Reinforcement Learning for Accelerator Beamline Control: a simulation-based approach

TL;DR

This paper presents RLABC, a reinforcement learning library that automates beamline optimization in particle accelerators using simulation, achieving high transmission efficiency comparable to expert manual tuning.

Contribution

RLABC introduces a simulation-based RL framework for beamline optimization, integrating accelerator physics with machine learning to automate and improve tuning processes.

Findings

Achieved 94% and 91% transmission rates on two beamlines.

Demonstrated effectiveness of DDPG in accelerator control tasks.

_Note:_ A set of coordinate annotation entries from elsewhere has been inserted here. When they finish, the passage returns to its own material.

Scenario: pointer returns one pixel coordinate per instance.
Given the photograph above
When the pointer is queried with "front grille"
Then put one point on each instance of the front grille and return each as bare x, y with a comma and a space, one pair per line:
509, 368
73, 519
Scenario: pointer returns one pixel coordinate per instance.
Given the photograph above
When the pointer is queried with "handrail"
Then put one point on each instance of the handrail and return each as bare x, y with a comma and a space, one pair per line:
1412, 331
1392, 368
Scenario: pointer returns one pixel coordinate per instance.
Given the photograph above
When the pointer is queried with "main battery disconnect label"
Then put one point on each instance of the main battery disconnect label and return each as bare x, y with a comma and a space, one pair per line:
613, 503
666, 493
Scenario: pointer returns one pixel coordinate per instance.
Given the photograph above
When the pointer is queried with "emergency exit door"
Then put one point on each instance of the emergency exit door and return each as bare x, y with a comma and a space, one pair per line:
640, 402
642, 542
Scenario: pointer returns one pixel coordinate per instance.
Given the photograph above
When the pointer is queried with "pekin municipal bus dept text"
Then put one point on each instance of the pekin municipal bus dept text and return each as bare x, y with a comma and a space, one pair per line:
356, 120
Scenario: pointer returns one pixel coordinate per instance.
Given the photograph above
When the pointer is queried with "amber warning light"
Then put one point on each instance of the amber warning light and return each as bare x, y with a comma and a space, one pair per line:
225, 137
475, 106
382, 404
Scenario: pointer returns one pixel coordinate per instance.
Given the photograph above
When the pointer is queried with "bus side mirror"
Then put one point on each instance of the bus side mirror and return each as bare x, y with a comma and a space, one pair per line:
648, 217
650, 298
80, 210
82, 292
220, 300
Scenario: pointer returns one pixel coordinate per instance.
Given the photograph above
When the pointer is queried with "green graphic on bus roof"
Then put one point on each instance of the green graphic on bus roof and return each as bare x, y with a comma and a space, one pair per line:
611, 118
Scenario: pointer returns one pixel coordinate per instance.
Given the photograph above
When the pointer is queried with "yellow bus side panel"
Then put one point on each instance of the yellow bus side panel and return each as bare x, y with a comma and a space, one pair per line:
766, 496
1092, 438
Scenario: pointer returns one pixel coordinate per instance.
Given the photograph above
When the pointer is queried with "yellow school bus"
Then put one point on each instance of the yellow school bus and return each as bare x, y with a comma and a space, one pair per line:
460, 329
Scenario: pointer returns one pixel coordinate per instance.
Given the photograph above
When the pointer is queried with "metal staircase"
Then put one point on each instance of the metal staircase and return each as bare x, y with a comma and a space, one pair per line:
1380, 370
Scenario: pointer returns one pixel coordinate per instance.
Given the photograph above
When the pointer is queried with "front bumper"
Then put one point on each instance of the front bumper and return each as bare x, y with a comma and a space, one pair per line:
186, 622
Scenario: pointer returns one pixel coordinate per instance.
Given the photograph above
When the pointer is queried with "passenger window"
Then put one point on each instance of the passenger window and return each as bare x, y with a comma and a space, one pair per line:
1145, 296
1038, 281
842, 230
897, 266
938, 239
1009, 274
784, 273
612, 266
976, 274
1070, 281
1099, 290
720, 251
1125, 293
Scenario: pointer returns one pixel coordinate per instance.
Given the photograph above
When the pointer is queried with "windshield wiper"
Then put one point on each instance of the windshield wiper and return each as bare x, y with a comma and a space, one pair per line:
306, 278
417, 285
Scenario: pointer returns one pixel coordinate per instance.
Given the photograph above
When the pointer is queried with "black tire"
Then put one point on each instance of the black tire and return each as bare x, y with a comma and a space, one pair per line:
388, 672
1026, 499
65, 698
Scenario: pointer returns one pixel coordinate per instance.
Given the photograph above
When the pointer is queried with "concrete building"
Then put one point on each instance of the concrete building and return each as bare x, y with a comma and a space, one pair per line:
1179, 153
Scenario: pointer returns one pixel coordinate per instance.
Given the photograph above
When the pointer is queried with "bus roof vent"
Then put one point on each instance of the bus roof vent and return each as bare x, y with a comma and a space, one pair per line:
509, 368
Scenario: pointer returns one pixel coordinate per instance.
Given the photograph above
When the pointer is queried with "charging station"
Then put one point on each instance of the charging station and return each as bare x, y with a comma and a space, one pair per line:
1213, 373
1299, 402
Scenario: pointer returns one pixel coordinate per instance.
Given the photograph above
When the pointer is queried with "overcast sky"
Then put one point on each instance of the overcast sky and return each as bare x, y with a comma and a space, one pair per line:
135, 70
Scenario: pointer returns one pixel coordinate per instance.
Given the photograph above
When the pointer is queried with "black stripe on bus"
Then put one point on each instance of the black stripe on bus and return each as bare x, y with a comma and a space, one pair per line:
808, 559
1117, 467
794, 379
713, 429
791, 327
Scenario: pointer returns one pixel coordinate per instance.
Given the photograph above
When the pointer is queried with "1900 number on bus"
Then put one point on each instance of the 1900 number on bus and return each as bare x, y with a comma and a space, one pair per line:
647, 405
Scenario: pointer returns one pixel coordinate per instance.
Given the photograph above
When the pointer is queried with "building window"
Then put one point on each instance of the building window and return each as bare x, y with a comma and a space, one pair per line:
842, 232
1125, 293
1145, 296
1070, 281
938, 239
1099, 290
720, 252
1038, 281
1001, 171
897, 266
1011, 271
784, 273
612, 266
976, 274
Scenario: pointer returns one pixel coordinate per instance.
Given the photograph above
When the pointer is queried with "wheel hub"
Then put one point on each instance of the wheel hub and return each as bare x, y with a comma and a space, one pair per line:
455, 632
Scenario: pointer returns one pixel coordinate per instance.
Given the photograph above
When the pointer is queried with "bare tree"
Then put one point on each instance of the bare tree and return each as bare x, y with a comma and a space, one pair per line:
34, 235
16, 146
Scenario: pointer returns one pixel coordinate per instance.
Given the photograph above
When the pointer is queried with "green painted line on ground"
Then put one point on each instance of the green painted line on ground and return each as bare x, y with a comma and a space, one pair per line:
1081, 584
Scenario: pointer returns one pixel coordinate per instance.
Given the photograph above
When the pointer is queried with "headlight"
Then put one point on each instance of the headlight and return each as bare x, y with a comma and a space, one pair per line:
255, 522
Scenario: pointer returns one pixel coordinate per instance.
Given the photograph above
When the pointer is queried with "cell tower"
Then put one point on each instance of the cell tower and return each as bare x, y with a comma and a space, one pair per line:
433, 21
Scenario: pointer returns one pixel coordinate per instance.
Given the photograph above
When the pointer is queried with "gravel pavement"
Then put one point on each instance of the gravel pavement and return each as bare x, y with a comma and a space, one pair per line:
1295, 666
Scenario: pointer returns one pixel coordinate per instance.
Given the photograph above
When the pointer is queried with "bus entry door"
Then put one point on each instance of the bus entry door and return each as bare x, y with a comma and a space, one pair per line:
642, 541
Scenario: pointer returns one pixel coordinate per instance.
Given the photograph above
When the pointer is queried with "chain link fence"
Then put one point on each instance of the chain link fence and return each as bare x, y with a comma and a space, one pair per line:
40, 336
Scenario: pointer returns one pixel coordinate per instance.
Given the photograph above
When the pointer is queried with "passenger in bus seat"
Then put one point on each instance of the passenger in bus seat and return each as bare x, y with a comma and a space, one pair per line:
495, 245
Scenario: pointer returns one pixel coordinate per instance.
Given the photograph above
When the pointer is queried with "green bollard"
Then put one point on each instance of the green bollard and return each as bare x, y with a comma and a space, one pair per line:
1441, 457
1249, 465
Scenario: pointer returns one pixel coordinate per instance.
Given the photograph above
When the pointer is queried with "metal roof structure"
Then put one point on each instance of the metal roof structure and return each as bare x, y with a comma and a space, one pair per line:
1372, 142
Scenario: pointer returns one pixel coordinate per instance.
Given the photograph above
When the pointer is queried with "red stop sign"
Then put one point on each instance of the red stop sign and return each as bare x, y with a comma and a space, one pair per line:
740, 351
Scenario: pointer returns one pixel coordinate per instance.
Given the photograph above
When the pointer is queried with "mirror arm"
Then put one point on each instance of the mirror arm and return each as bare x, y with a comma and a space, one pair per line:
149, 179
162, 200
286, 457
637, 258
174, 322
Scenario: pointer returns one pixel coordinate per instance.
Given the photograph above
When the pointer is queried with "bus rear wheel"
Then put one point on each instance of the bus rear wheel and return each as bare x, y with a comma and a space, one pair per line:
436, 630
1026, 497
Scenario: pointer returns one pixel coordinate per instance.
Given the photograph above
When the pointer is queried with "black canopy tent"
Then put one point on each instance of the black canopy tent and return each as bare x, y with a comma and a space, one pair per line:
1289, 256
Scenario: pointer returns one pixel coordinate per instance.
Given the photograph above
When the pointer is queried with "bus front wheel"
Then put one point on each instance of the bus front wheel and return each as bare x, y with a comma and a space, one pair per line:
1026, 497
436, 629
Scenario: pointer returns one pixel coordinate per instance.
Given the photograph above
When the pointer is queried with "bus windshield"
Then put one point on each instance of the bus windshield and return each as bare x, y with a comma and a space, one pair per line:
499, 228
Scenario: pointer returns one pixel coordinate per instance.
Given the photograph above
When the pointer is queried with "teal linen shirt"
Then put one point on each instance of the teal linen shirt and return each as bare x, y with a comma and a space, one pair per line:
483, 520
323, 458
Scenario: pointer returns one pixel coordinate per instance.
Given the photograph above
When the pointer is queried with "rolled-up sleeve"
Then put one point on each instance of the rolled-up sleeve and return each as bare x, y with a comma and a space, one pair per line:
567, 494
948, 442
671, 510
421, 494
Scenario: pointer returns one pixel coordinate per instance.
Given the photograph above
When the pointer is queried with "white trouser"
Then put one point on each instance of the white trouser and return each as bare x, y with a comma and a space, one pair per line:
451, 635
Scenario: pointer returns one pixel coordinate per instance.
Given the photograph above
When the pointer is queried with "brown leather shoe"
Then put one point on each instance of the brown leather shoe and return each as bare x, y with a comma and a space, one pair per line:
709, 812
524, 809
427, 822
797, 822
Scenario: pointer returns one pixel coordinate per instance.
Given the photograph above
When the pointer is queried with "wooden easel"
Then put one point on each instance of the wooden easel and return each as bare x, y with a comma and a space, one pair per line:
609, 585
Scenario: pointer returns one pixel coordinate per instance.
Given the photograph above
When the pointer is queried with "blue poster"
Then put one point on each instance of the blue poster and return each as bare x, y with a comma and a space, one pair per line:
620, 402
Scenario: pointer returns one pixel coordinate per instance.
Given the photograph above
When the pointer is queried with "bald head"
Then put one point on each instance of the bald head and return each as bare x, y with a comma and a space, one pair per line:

Provided a versatile tool bridging physics and RL research.

Abstract

Particle accelerators play a pivotal role in advancing scientific research, yet optimizing beamline configurations to maximize particle transmission remains a labor-intensive task requiring expert intervention. In this work, we introduce RLABC (Reinforcement Learning for Accelerator Beamline Control), a Python-based library that reframes beamline optimization as a reinforcement learning (RL) problem. Leveraging the Elegant simulation framework, RLABC automates the creation of an RL environment from standard lattice and element input files, enabling sequential tuning of magnets to minimize particle losses. We define a comprehensive state representation capturing beam statistics, actions for adjusting magnet parameters, and a reward function focused on transmission efficiency. Employing the Deep Deterministic Policy Gradient (DDPG) algorithm, we demonstrate RLABC's efficacy on two beamlines, achieving transmission rates of 94% and 91%, comparable to expert manual optimizations. This approach bridges accelerator physics and machine learning, offering a versatile tool for physicists and RL researchers alike to streamline beamline tuning.